Dans la mesure où nous n’avions pas rigoureusement suivi, au cours des échanges, le programme préétabli, il a été nécessaire de hiérarchiser ces interventions pour leur assurer un enchaînement logique24. Le premier chapitre, où Jean-Philippe Lecat pose un regard global sur son ministère, correspond pratiquement à l’entretien initial. Les chapitres II à VIII reprennent les points traités au cours des rencontres, en abordant successivement les politiques culturelles au niveau national (II. Gouvernement ; III. Grands établissements ; IV. Travaux et aménagements), régional (V) et international (VI), puis l’action du ministre par rapport à des milieux (VII. L’argent privé, pour le monde économique ; VIII. Prix et distinctions, forme d’approche du monde artistique). Les chapitres suivants sont constitués de fragments qui ont pu être extraits du texte général sans en modifier le sens et qui décrivent, au moins partiellement, certaines politiques sectorielles (IX. Patrimoine ; X. Musées et collections publiques ; XI. Théâtre ; XII. Cinéma ; XIII. Communication, pour le domaine radiophonique)25. Dans le chapitre XIV consacré à la Bourgogne, il a évoqué, sous une forme plus personnelle, sa région d’origine et a montré comment une expérience de terrain avait inspiré sa conduite. Enfin, ont été rassemblés au sein du dernier chapitre (XV), les commentaires qui tendent à dégager les lignes de force de son action.
Lors de la première mise en forme de la transcription, j’avais inséré, avec l’approbation de l’auteur, des titres et des sous-titres visant à mettre en relief les grandes orientations de sa politique et les thèmes qu’il avait développés. Cette pratique a été reprise pour cette édition. Chaque chapitre est, par ailleurs, précédé d’une courte synthèse qui en souligne les aspects les plus caractéristiques. On notera, enfin, que les passages faisant corps avec l’exposé mais constituant des espèces d’apartés ou de parenthèses par rapport au fil du discours (anecdotes, commentaires, allusion à des épisodes récents…) sont présentés en retrait et en italique.
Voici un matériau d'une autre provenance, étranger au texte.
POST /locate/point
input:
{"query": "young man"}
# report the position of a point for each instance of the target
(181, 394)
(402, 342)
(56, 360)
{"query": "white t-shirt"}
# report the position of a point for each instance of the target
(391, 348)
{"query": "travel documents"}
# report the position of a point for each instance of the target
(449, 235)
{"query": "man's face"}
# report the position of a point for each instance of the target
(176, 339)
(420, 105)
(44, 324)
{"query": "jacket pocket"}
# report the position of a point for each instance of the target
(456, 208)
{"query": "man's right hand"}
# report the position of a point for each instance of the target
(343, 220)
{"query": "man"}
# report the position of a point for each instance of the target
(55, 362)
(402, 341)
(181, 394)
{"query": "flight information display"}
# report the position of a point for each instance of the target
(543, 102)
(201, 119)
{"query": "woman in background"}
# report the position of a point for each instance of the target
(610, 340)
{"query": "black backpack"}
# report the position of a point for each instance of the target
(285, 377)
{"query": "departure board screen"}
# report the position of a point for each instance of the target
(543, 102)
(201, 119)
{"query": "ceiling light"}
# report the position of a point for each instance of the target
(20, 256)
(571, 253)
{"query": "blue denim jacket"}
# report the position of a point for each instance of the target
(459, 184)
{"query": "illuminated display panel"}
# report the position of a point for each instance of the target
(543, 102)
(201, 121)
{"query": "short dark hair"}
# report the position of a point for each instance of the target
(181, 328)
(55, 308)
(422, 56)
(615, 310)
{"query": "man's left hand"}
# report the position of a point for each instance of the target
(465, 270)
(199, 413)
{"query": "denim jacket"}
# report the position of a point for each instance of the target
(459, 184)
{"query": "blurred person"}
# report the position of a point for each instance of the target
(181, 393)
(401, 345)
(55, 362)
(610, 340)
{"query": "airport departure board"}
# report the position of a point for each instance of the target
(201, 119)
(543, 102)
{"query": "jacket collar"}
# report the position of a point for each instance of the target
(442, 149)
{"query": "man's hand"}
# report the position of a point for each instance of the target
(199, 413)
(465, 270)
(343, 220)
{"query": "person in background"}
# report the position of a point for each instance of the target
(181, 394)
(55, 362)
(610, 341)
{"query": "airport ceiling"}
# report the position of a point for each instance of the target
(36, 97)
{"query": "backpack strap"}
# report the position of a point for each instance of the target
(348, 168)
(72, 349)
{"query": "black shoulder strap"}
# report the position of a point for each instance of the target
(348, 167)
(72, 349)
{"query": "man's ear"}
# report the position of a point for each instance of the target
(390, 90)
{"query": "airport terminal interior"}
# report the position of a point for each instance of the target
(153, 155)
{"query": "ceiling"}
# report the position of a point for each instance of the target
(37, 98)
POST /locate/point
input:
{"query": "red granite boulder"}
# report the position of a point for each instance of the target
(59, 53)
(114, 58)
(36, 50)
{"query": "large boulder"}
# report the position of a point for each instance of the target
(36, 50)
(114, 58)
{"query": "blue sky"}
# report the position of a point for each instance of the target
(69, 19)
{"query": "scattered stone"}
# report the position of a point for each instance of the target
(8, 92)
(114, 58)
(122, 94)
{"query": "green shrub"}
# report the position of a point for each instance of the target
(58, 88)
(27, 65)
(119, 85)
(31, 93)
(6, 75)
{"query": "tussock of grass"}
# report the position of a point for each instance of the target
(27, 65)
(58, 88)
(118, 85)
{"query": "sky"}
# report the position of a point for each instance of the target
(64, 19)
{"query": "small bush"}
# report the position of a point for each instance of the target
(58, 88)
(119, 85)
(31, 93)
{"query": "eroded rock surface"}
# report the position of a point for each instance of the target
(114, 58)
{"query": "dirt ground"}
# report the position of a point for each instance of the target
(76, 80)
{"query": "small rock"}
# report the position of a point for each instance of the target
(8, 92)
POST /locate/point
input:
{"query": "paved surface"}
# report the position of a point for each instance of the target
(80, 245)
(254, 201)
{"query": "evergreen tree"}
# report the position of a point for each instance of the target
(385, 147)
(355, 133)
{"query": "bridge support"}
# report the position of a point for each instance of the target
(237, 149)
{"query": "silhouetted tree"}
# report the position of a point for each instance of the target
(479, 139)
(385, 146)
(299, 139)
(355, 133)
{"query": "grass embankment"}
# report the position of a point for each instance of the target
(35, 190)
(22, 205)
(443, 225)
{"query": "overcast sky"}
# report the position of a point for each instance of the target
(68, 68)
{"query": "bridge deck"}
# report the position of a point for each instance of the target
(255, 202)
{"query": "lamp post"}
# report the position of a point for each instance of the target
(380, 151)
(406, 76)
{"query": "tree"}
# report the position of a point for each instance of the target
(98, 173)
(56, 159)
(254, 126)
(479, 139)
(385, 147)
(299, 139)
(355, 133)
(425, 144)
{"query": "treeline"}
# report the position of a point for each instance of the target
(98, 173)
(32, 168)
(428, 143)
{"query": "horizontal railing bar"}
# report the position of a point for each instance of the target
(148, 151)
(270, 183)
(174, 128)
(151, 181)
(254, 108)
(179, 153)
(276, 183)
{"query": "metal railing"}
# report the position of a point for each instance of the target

Le style parlé, beaucoup plus vivant et spontané, a été conservé. Jean-Philippe Lecat s’adresse à un interlocuteur, dont les questions – que ses réponses explicitent – ont été gommées pour rendre la lecture plus fluide. Sa façon de s’exprimer – avec ses mots de prédilection – a été respectée, au risque de certaines répétitions. Une révision systématique a permis d’identifier quelques confusions portant sur des faits, des noms propres ou, parfois, sur des dates. Elles ont été rectifiées quand il s’agissait de données précises. Il ne pouvait être question, en revanche, de modifier la relation de certains événements telle qu’elle apparaît dans les propos du narrateur. Intervenant, en témoin, dans l’un des nombreux colloques auxquels il a participé, Jean-Philippe Lecat déclarait : « Il faut toujours essayer de se replacer dans l’histoire26. » C’est bien pour que ces entretiens soient replacés dans l’histoire que leur édition a été dotée d’un abondant appareil de notes. Dès le début, j’avais pris le parti d’adjoindre à la transcription quelques annotations. Il avait approuvé cette méthode – qui l’avait conduit à préciser ou à corriger certains points de son exposé –, soulignant « l’importancede l’appareil critique dont vous entourez les témoignages…» (30 janvier 2010) ou constatant : « Les textes, pourvus par vous d’un “appareil critique et chronologique” pourront, en effet, intéresser…» (5 mars 2010).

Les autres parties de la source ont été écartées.